In the brain, according to Darbee, the signals from the two eyes terminate in an interdigitated map where lateral inhibition (between the nerve endings for left and right eyes) performs the defocusing and subtraction operation—the output of which carries 3-D information throughout the brain. DarbeeVision makes use of the same brain pathways, but encodes the defocus and subtraction information into the image itself, a process that Darbee claims triggers the brain's perception of 3D in a single image.
"It's not true 3-D—sometimes we call it 2.5D—but it does cause the brain to perceive depth," said Darbee. "It's similar to those drop shadows that everybody is using on text now days. Drop shadows are like our defocused and subtracted image—they appear to be behind, making the text seem to float in front of the drop shadow."
DarbeeVision has patented the part of its algorithm that does the defocusing and subtraction, but is keeping two other aspects of its algorithm a trade secret. First is how they generate the effect without stereo cameras—DarbeeVision can use both the left- and right-images from a stereo camera, but also works with single images by synthesizing its own left- and right-versions using a proprietary technique. The company's second trade secret is how it performs the subtraction step without creating artifacts like increased grain, which plague similar effects like the "unsharp mask" in Photoshop.
Early versions of DarbeeVision were hand-tweaked to add "visual presence" to Robert Altman's movie "Gosford Park," which took about two seconds per frame, resulting in a run time of about three days for the 150,000 frames in the finished movie. DarbeeVision was also used to enhance Altman's first direct-to-video film called "The Company," which he reported made the video look more comparable to film. All DVDs of both Gosford Park and The Company were made with DarbeeVision.

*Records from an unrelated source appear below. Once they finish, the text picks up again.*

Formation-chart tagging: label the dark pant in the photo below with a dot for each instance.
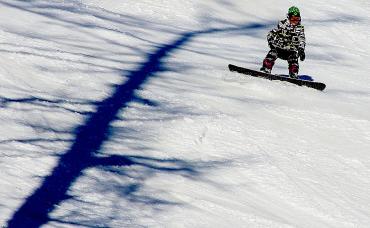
(290, 56)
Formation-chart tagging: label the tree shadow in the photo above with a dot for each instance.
(96, 129)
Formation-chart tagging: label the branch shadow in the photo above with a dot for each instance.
(96, 129)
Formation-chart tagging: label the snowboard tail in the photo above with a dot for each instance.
(311, 84)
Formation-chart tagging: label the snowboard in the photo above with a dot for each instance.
(301, 80)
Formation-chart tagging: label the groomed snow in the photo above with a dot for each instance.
(123, 114)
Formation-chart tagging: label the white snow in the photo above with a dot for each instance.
(206, 147)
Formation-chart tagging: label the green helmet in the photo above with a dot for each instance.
(294, 11)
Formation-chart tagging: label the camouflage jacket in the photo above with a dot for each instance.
(287, 37)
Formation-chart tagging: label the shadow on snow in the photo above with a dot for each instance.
(89, 137)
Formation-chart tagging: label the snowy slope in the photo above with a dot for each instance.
(123, 114)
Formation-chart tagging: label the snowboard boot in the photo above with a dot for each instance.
(267, 65)
(265, 70)
(293, 71)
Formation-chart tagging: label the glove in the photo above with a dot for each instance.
(302, 55)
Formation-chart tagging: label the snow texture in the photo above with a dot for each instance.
(124, 114)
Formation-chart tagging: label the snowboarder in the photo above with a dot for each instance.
(286, 42)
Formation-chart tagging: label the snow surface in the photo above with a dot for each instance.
(123, 114)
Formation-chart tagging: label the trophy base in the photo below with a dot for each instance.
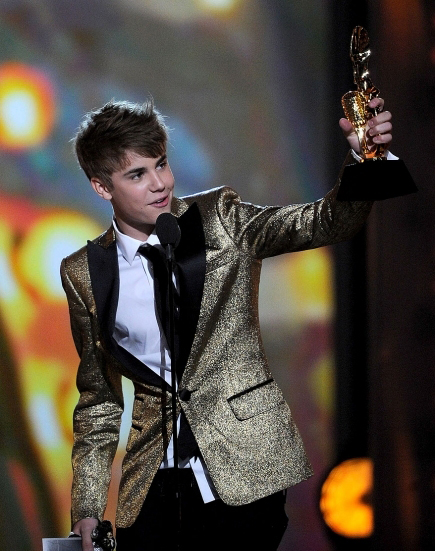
(375, 181)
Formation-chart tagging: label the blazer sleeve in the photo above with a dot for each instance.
(269, 231)
(97, 416)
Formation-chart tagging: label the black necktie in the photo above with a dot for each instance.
(187, 446)
(161, 290)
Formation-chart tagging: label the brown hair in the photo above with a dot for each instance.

Since then, DarbeeVision has been automated with artificial intelligence that "rides the knobs" that were previously necessary to hand tweak the effect, but which is now a completely turnkey operation. Even so, some DarbeeVision equipped devices to hit store shelves later this year and next will sport a single rotary dial that sets how much of the effect is used.
The high speed operations required for DarbeeVision require significant computational horsepower, but the algorithm will run in realtime in Cuda code for the Nvidia GTX graphics card. The company has also cast the algorithm into an Altera Cyclone 25k-gate FPGA with just two megabits of memory. Currently DarbeeVision is licensing its IP to others for manufacture in ASICs that will appear in consumer devices by Christmas.